Less than a week after Microsoft put its foot down on OnLive's virtual desktop solution for allegedly violating its licensing standards, tuCloud capitalized by releasing its own product, taking a few jabs at both OnLive and Microsoft in the process.

BACKGROUND: Microsoft Drops the Hammer on OnLive's iPad Offering

In a press release titled "tuCloud publicly challenges OnLive with new cloud desktop platform," the hosted virtual desktop provider announced its Desktops On Demand service, called Microsoft "patronizing and insulting," and even made a comment on the decision of OnLive, known as a cloud gaming company, to enter the virtual desktop market. [See "OnLive Desktop brings you one step closer to ditching your notebook for the iPad"]

"Not only will we deliver a $10 hosted virtual desktop that creatively interprets Microsoft's licensing rules in order to compete with OnLive, we will also provide our customers with 24/7 California-based tech support," tuCloud CEO Guise Bule says. "We don't play games, we do desktops."

OnLive had initially drawn significant attention after introducing its Desktop and Desktop Plus services at the Consumer Electronics Show in January, and later claimed that its product's entertainment capabilities surpassed those of competing products when used on an iPad. Later, in a report released in late February, Gartner analysts warned enterprise customers of licensing risks with OnLive's products. Slightly more than a week later, Microsoft corporate vice president of Worldwide Licensing and Pricing, Joe Matz, responded with a company blog post that implied OnLive Desktop and Desktop Plus were not properly licensed.

With all the media attention surrounding the issue, tuCloud hasn't been the only one to publicly comment on OnLive's situation. Citrix senior director for product marketing, Calvin Hsu, in a company blog post titled "Thank you, OnLive Desktop. Thank you," cited OnLive co-founder and CEO Steve Perlman's criticism of Citrix's virtual desktop solution, and thanked the company for drumming up media attention around Citrix's product just before suffering such a setback.

"Thank you, OnLive, for creating media attention for 1,500+ CSPs that were doing cloud desktops before you, better than you, and in compliance with the rules," Hsu wrote in a Citrix blog post. "Thank you for raising enough controversy to get Microsoft to reaffirm that you're doing the licensing wrong, and our CSPs are doing it right. Thank you."

Danny Allan, CTO of Desktone, tuCloud's partner in Desktops On Demand, reiterated the benefits of OnLive's licensing situation for raising awareness of not only the growing demand for virtual desktop solutions, but also the challenges of licensing virtual products.

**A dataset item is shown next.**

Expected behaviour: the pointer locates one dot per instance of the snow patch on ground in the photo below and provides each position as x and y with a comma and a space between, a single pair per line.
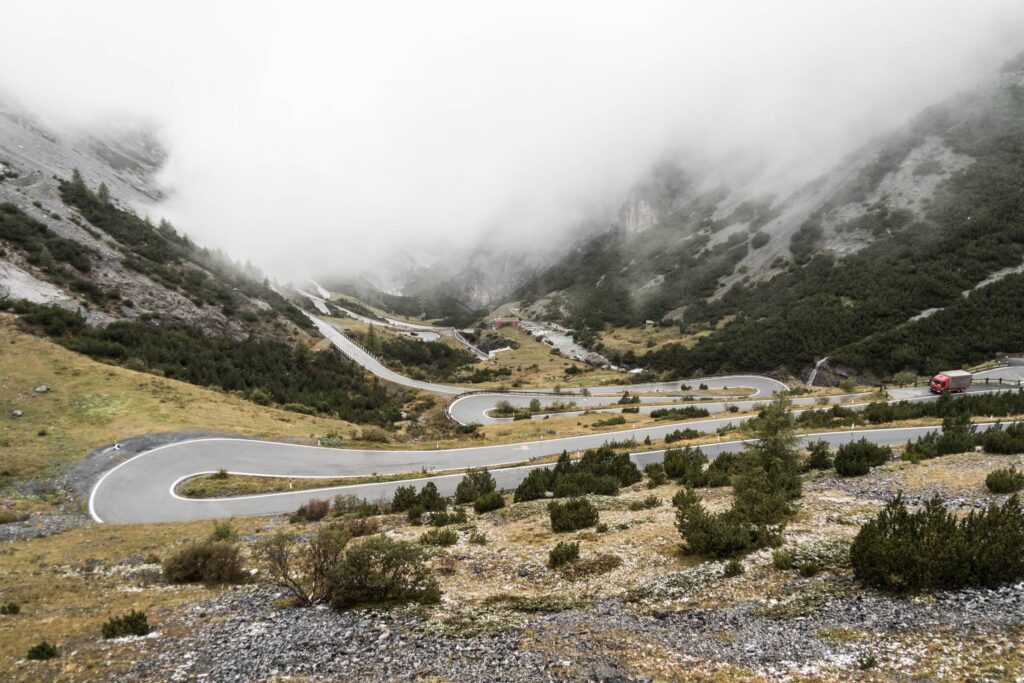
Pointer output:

Awareness of Microsoft's complex licensing structure is important because it has impacted the market as a whole, Allan says. Microsoft licensing challenges have long driven up the cost for virtual desktop services, while also slowing down development for providers looking to release a new service without ending up in the same position as OnLive, Allan says.

Bule, while touting tuCloud's Desktops On Demand, made sure to help raise awareness of these challenges as well.

"OnLive blatantly ?outs the rules, continues to sell their cloud-hosted Windows 7 desktops, and all Joe Matz does is write a deeply patronizing and insulting blog post. This is slap round the face of the entire desktop virtualization industry," Bule says. "We will no longer sit idle and stay silent whilst being denied the chance to compete fairly. Microsoft licensing hurts our customers, our businesses and the entire virtual desktop space."

Allan, who says the market for cloud-hosted virtual desktop tools reached a turning point in the last nine months as a result for growing demand for mobility, believes Microsoft's licensing standards should adapt accordingly. Until that happens, however, the industry will need to play by Microsoft's rules.

"With the demand increase and the acceleration of that moving forward, should the licensing change? The answer to that in my mind is 'absolutely yes,'" Allan says. "But that's for Microsoft to change, not for tuCloud to ignore."